The cliché “Men are from Mars, women are from Venus” is an admittedly tired shortcut to express the notion that men and women are incomprehensible to one another. However, if there was any period in history when reality actually matched the cliché, it was probably during the Victorian Era. Back then, people – particularly men – understood very little about female sexuality. In the second half of the nineteenth century, women who exhibited a variety of symptoms such as depression, fatigue anxiety, or loss of libido were diagnosed with “female hysteria”. The prescribed medical treatment for their poor health was a pelvic massage to bring about a “female paroxysm”. That was Victorian speak for “orgasm”.

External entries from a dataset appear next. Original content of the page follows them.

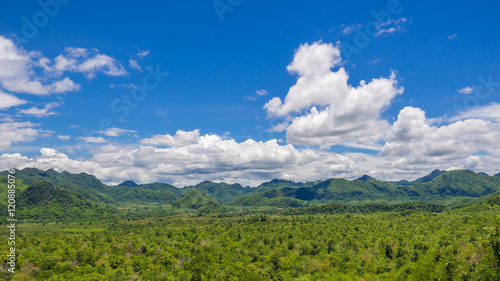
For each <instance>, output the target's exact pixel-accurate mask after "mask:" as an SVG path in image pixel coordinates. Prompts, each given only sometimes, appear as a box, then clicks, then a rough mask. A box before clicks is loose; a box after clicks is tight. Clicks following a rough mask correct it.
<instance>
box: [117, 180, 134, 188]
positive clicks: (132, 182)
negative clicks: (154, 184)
mask: <svg viewBox="0 0 500 281" xmlns="http://www.w3.org/2000/svg"><path fill="white" fill-rule="evenodd" d="M117 186H126V187H138V186H139V185H138V184H136V183H135V182H134V181H131V180H128V181H124V182H122V183H120V184H119V185H117Z"/></svg>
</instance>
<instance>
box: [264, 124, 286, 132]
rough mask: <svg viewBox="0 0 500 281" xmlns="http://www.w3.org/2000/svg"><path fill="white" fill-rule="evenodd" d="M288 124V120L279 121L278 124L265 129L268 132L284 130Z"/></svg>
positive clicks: (273, 131)
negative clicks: (267, 131) (277, 124)
mask: <svg viewBox="0 0 500 281" xmlns="http://www.w3.org/2000/svg"><path fill="white" fill-rule="evenodd" d="M288 126H290V124H289V123H288V122H283V123H279V124H278V125H276V126H274V127H272V128H270V129H269V130H267V131H268V132H284V131H286V129H287V128H288Z"/></svg>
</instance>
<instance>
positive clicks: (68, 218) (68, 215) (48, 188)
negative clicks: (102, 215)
mask: <svg viewBox="0 0 500 281" xmlns="http://www.w3.org/2000/svg"><path fill="white" fill-rule="evenodd" d="M16 207H17V213H16V216H17V217H18V218H21V219H32V220H33V219H35V220H68V219H80V218H95V217H96V216H100V215H102V214H104V213H106V214H109V213H114V212H115V210H114V208H111V207H106V206H104V205H102V204H96V203H94V202H91V201H90V200H88V199H86V198H84V197H83V196H81V195H79V194H75V193H72V192H70V191H68V190H64V189H61V188H57V187H54V186H53V185H52V184H51V183H49V182H46V181H38V182H34V183H32V184H31V185H30V186H29V187H28V188H27V189H25V190H24V191H22V192H21V193H19V195H18V201H17V204H16Z"/></svg>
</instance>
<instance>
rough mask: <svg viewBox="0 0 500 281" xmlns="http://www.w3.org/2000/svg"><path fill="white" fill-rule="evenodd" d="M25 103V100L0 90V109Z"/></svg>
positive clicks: (23, 103)
mask: <svg viewBox="0 0 500 281" xmlns="http://www.w3.org/2000/svg"><path fill="white" fill-rule="evenodd" d="M26 103H27V101H25V100H22V99H19V98H17V97H16V96H13V95H9V94H7V93H5V92H3V91H1V90H0V110H5V109H7V108H9V107H15V106H18V105H23V104H26Z"/></svg>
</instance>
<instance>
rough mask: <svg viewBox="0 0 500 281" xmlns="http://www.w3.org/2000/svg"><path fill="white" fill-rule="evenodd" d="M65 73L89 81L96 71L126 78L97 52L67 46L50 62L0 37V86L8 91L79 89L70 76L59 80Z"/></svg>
mask: <svg viewBox="0 0 500 281" xmlns="http://www.w3.org/2000/svg"><path fill="white" fill-rule="evenodd" d="M40 70H43V71H40ZM65 72H76V73H83V74H85V75H86V76H87V78H88V79H92V78H94V77H95V76H96V74H97V73H99V72H102V73H104V74H106V75H109V76H124V75H127V71H126V70H125V68H124V67H123V66H122V65H121V63H119V62H118V61H117V60H116V59H114V58H112V57H110V56H108V55H104V54H100V53H99V51H98V50H97V49H91V50H88V49H83V48H72V47H67V48H65V49H64V54H61V55H59V56H57V57H56V58H55V59H54V60H51V59H48V58H46V57H43V56H42V54H41V53H40V52H36V51H32V52H27V51H25V50H24V49H23V48H21V47H17V46H15V45H14V43H13V42H12V40H10V39H7V38H5V37H3V36H0V85H1V86H2V87H3V88H4V89H6V90H7V91H10V92H16V93H27V94H34V95H50V94H60V93H66V92H72V91H78V90H80V88H81V86H80V85H79V84H76V83H75V82H73V80H71V79H70V78H69V77H64V78H62V79H61V78H60V77H62V76H63V74H64V73H65Z"/></svg>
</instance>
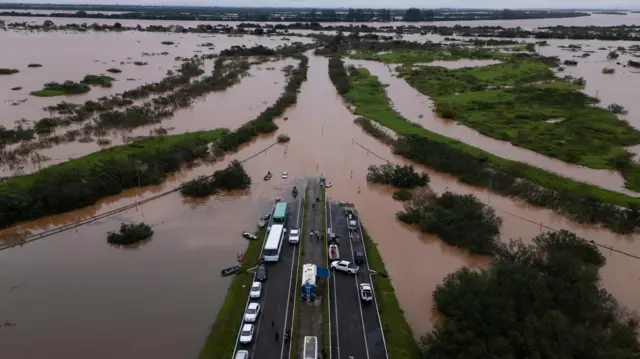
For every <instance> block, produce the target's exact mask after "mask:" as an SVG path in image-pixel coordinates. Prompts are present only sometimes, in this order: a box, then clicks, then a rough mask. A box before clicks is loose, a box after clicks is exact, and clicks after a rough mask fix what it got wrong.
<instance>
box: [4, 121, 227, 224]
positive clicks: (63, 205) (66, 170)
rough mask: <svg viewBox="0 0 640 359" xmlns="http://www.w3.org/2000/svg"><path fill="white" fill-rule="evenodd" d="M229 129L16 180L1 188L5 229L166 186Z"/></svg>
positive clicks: (159, 141) (149, 146) (21, 178)
mask: <svg viewBox="0 0 640 359" xmlns="http://www.w3.org/2000/svg"><path fill="white" fill-rule="evenodd" d="M228 133H229V131H228V130H225V129H217V130H211V131H201V132H192V133H185V134H180V135H173V136H160V137H151V138H147V139H143V140H140V141H136V142H134V143H132V144H129V145H122V146H115V147H111V148H108V149H104V150H101V151H98V152H94V153H92V154H89V155H87V156H83V157H80V158H77V159H73V160H70V161H67V162H64V163H61V164H58V165H54V166H50V167H47V168H45V169H43V170H41V171H38V172H36V173H33V174H29V175H25V176H18V177H14V178H12V179H11V180H9V181H7V182H4V183H2V184H0V211H1V213H2V216H0V227H6V226H8V225H11V224H13V223H16V222H20V221H25V220H29V219H35V218H39V217H42V216H46V215H52V214H58V213H64V212H68V211H70V210H74V209H77V208H82V207H85V206H88V205H90V204H93V203H95V202H96V201H97V200H99V199H100V198H103V197H106V196H109V195H114V194H118V193H120V191H122V190H124V189H127V188H132V187H137V186H145V185H149V184H157V183H160V182H162V180H163V179H164V176H165V174H167V173H170V172H174V171H177V170H179V169H180V165H181V163H183V162H185V161H189V160H193V159H195V158H198V157H202V156H204V155H205V154H206V145H207V144H208V143H210V142H213V141H216V140H219V139H221V138H224V136H225V135H227V134H228Z"/></svg>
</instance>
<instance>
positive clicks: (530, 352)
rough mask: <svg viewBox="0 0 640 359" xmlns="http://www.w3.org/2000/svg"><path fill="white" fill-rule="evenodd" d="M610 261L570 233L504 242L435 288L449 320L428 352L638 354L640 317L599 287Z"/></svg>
mask: <svg viewBox="0 0 640 359" xmlns="http://www.w3.org/2000/svg"><path fill="white" fill-rule="evenodd" d="M604 263H605V257H604V256H603V255H602V254H601V253H600V252H599V251H598V249H597V248H596V247H595V246H594V245H593V244H591V243H588V242H587V241H585V240H584V239H582V238H579V237H577V236H576V235H575V234H573V233H570V232H567V231H561V232H551V233H543V234H540V235H539V236H537V237H536V238H534V244H533V245H530V246H525V245H523V244H522V243H521V242H519V241H512V242H511V243H510V244H509V245H502V246H501V249H500V251H499V253H498V256H497V257H496V258H495V259H494V260H493V262H492V263H491V266H490V268H489V269H486V270H482V271H472V270H470V269H468V268H462V269H460V270H458V271H457V272H455V273H453V274H450V275H449V276H447V277H446V279H445V280H444V282H443V283H442V284H441V285H439V286H438V287H437V289H436V291H435V292H434V293H433V298H434V301H435V307H436V309H437V310H438V311H439V312H440V313H441V314H442V315H443V317H444V321H443V323H442V325H441V326H440V327H438V328H437V329H435V330H434V331H433V332H431V333H429V334H427V336H426V337H425V338H424V339H423V341H422V343H423V357H424V358H433V359H445V358H451V353H456V356H457V357H460V358H463V357H464V358H557V359H570V358H633V357H635V356H636V355H637V353H638V352H639V350H640V347H639V344H638V340H637V338H636V330H637V320H636V319H634V318H631V317H630V316H628V315H626V314H625V311H624V310H623V309H622V308H620V306H619V305H618V303H617V302H616V301H615V299H614V298H613V296H611V295H610V294H609V293H607V291H606V290H605V289H603V288H600V287H599V283H598V281H599V278H600V277H599V274H598V271H599V268H600V267H602V266H603V265H604Z"/></svg>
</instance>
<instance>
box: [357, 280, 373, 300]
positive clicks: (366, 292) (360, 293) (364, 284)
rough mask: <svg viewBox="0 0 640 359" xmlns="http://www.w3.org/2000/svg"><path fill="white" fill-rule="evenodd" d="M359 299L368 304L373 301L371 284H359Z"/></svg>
mask: <svg viewBox="0 0 640 359" xmlns="http://www.w3.org/2000/svg"><path fill="white" fill-rule="evenodd" d="M360 299H361V300H362V301H364V302H370V301H372V300H373V290H371V284H369V283H360Z"/></svg>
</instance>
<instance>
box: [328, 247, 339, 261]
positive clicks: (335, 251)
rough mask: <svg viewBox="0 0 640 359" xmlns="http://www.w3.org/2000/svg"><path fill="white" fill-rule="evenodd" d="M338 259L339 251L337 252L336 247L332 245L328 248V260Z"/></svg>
mask: <svg viewBox="0 0 640 359" xmlns="http://www.w3.org/2000/svg"><path fill="white" fill-rule="evenodd" d="M338 258H340V251H339V250H338V246H337V245H335V244H332V245H330V246H329V259H330V260H335V259H338Z"/></svg>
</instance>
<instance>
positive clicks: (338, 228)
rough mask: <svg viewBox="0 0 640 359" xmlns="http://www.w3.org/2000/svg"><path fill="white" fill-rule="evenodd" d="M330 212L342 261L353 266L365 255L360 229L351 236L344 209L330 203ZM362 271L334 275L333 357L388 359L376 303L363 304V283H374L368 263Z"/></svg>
mask: <svg viewBox="0 0 640 359" xmlns="http://www.w3.org/2000/svg"><path fill="white" fill-rule="evenodd" d="M327 208H328V212H329V213H327V218H328V219H329V227H330V228H331V230H332V231H333V233H335V234H336V235H337V236H338V237H339V238H340V259H341V260H348V261H350V262H353V261H354V258H353V253H354V252H355V251H364V243H363V242H362V233H361V230H360V226H358V229H357V230H356V231H354V232H351V235H350V234H349V230H348V228H347V217H346V213H345V211H344V208H343V207H341V206H339V205H338V204H337V203H336V202H334V201H330V202H328V205H327ZM359 267H360V269H359V271H358V273H357V274H356V275H355V276H353V275H350V274H346V273H342V272H334V271H332V273H331V279H330V280H329V291H330V296H329V298H330V307H331V357H332V359H351V358H350V357H353V359H387V353H386V350H385V344H384V339H383V334H382V328H381V326H380V319H379V315H378V309H377V306H376V303H375V302H369V303H363V302H362V301H361V300H360V293H359V286H360V283H371V276H370V274H369V266H368V264H367V262H366V260H365V262H364V263H362V264H360V265H359ZM374 291H375V288H374ZM375 295H376V293H374V296H375Z"/></svg>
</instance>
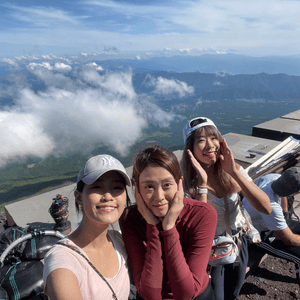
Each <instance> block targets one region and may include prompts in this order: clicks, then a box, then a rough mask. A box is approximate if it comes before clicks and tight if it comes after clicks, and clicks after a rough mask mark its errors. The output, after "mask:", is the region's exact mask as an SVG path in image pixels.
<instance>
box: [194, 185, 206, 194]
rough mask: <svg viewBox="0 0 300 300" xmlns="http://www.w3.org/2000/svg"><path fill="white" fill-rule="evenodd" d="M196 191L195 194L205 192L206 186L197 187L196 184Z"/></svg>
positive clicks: (202, 193)
mask: <svg viewBox="0 0 300 300" xmlns="http://www.w3.org/2000/svg"><path fill="white" fill-rule="evenodd" d="M196 193H197V194H207V188H199V187H197V186H196Z"/></svg>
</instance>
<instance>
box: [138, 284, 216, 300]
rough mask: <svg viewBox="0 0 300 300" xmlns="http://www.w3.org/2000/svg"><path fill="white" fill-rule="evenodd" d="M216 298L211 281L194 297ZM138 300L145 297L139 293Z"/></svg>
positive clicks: (210, 299)
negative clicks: (199, 292)
mask: <svg viewBox="0 0 300 300" xmlns="http://www.w3.org/2000/svg"><path fill="white" fill-rule="evenodd" d="M215 299H216V298H215V293H214V290H213V289H212V286H211V284H210V282H209V283H208V285H207V287H206V289H205V290H204V291H203V292H202V293H201V294H200V295H198V296H197V297H196V298H194V300H215ZM136 300H144V299H143V298H142V297H141V296H140V295H139V294H138V293H137V297H136Z"/></svg>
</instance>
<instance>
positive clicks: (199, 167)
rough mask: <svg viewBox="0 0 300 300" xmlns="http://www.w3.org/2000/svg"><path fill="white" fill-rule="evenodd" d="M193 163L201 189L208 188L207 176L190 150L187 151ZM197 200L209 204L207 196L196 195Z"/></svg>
mask: <svg viewBox="0 0 300 300" xmlns="http://www.w3.org/2000/svg"><path fill="white" fill-rule="evenodd" d="M187 152H188V155H189V157H190V160H191V163H192V165H193V167H194V169H195V171H196V173H197V178H198V183H197V186H198V187H199V188H207V174H206V172H205V171H204V169H203V168H202V166H201V165H200V163H199V162H198V161H197V159H196V158H195V156H194V155H193V153H192V152H191V151H190V150H187ZM195 199H196V200H199V201H202V202H204V203H207V194H196V198H195Z"/></svg>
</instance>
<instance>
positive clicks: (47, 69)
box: [27, 62, 72, 71]
mask: <svg viewBox="0 0 300 300" xmlns="http://www.w3.org/2000/svg"><path fill="white" fill-rule="evenodd" d="M40 68H45V69H47V70H51V71H52V70H54V71H71V70H72V67H71V66H69V65H66V64H64V63H58V62H57V63H55V64H54V66H52V65H51V64H50V63H48V62H42V63H30V64H29V65H28V66H27V69H29V70H31V71H35V70H37V69H40Z"/></svg>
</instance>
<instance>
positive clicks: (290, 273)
mask: <svg viewBox="0 0 300 300" xmlns="http://www.w3.org/2000/svg"><path fill="white" fill-rule="evenodd" d="M249 299H253V300H267V299H279V300H290V299H300V287H299V285H298V284H297V281H296V271H295V265H294V263H291V262H288V261H286V260H284V259H281V258H277V257H274V256H272V255H268V257H267V258H266V259H265V260H264V261H263V262H262V263H261V265H260V266H259V267H257V268H256V269H255V271H254V272H252V274H251V275H249V276H247V278H246V281H245V283H244V285H243V287H242V290H241V293H240V296H239V297H238V300H249Z"/></svg>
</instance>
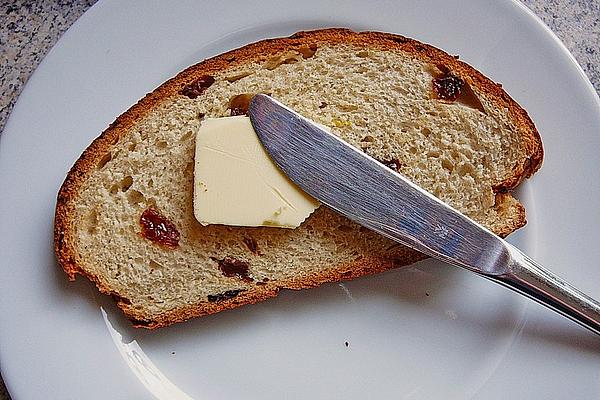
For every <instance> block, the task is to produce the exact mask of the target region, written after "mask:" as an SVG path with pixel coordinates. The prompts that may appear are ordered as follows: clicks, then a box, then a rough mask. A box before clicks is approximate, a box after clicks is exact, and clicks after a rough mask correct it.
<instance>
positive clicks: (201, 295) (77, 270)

A doctor would take it upon himself to stimulate a woman to climax. Though this was labeled as a medical treatment. That would supposedly cure whatever ailed her. Throughout much of recorded history, female sexuality was so little understood that women’s orgasms were viewed as medical oddities. As such, they were the province of professional physicians who induced them in order to calm down “hysterical” women. Thus, to be fair to Victorians, it should be noted that they did not invent such treatments to combat “female hysteria”. That diagnosis dates all the way back to Hippocrates, circa 450 BC, and it persisted throughout the Middle Ages. However, the late Victorians picked it up, and ran away with it.